Haematopoietic stem cell transplantation
In open-label studies, high-dose chemotherapy with autologous haematopoietic stem cell transplantation reduces disease activity in RRMM very effectively (22 ). The risk of serious complications is low in younger patients who are otherwise healthy. In Norway, the treatment is offered at Haukeland University Hospital on strict indication, mainly as part of a randomised trial. The treatment may be relevant for more patients in the future.
Progressive multiple sclerosis
Phase III trials show that ocrelizumab and siponimod are moderately effective for primary and secondary progressive disease, primarily in patients with relapses or new MRI lesions (23 ). These drugs have not been approved by the Decision Forum. As their efficacy is probably due to suppression of lymphocyte attacks, we recommend attempting therapy with other high-efficacy drugs for younger patients with rapid clinical exacerbation, relapses or MRI activity.
Financial and regulatory aspects
Expenditure on MS drugs was almost a billion kroner in 2019 (Anne Helen Ognøy, Norwegian Hospital Procurement Trust, personal communication). The prices are negotiated by the Norwegian Hospital Procurement Trust and are exempt from public disclosure. Following a health economics assessment as part of the Norwegian Institute of Public Health’s method evaluation, the Decision Forum decided in 2019 to halt the start-up of fingolimod and natalizumab, although the costs did not differ from those of drugs the specialist community judges to be equivalent.

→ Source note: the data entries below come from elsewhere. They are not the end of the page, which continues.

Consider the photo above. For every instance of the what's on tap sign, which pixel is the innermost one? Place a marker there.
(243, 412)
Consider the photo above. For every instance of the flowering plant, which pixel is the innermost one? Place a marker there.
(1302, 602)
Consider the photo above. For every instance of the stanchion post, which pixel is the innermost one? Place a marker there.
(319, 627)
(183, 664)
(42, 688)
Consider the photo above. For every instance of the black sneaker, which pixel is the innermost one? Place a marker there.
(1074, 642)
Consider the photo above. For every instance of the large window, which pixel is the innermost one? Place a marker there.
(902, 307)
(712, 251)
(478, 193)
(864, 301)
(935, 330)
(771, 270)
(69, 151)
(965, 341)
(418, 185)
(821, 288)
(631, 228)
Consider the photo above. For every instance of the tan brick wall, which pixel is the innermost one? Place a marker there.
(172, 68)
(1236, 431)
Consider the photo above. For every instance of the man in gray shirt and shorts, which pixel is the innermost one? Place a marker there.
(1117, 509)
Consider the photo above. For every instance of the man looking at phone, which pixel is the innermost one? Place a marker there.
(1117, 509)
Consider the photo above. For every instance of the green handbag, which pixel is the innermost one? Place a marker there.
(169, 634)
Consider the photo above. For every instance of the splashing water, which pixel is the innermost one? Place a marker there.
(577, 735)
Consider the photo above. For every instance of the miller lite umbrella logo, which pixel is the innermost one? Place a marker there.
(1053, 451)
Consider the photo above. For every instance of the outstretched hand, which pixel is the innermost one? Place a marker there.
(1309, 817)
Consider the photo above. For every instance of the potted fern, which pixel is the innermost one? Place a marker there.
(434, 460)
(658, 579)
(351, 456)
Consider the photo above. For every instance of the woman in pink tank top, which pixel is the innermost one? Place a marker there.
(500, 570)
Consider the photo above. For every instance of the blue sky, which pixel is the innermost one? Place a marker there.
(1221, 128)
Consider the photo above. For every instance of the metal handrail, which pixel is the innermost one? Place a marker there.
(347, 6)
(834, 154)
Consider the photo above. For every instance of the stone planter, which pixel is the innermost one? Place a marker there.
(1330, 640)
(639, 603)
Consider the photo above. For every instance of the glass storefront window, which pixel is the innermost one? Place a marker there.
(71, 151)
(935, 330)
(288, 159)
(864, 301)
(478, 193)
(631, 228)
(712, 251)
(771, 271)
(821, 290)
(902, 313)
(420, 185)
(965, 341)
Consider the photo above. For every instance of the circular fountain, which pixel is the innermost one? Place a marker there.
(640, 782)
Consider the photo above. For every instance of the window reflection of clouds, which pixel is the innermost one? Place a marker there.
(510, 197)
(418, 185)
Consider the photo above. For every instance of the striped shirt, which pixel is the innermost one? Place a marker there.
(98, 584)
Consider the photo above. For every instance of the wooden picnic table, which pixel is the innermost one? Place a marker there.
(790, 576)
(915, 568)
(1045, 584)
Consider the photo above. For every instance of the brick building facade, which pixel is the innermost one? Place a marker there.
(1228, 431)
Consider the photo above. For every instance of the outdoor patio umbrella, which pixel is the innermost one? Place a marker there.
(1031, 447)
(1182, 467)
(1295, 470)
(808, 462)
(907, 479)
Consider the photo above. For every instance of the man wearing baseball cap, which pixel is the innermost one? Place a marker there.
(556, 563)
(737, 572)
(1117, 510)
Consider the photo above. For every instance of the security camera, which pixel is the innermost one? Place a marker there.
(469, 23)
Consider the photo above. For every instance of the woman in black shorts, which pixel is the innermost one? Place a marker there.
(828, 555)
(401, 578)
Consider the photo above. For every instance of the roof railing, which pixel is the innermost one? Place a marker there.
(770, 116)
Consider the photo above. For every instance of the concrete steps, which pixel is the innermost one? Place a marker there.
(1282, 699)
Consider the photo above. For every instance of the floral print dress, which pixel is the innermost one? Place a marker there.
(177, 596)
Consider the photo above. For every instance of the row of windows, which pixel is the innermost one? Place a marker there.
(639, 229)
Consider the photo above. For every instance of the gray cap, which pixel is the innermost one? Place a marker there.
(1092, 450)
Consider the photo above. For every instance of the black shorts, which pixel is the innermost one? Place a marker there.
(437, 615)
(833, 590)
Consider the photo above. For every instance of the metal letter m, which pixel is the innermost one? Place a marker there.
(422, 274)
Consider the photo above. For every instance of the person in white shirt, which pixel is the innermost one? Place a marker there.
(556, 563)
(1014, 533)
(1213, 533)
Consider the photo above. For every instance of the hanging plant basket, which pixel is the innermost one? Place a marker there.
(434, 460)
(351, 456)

Individually tailored high-efficacy treatment should be the general rule
The Decision Forum also declined to introduce siponimod and ocrelizumab. They have subsequently rejected all applications from the specialist community for exceptions for subgroups of patients, but have introduced rituximab, which costs about a twentieth as much as ocrelizumab. In 2019 rituximab was the drug most widely used in Norway for multiple sclerosis (8 ). Large regional differences may reflect different attitudes to providing treatment outside of the approved indications and without the support of phase III trials. Comparative studies are now being conducted with ocrelizumab and cladribine. The approved indication for other high-efficacy MS drugs is generally narrower than that applied in clinical practice (Table 1). Thus treatment outside of an approved indication is widespread and increasing.
Conclusion
Swift and effective treatment of relapsing-remitting multiple sclerosis substantially improves the prognosis. Individually adapted high-efficacy treatment should be the general rule. The national guidelines on MS must be revised continuously in pace with developments in the discipline.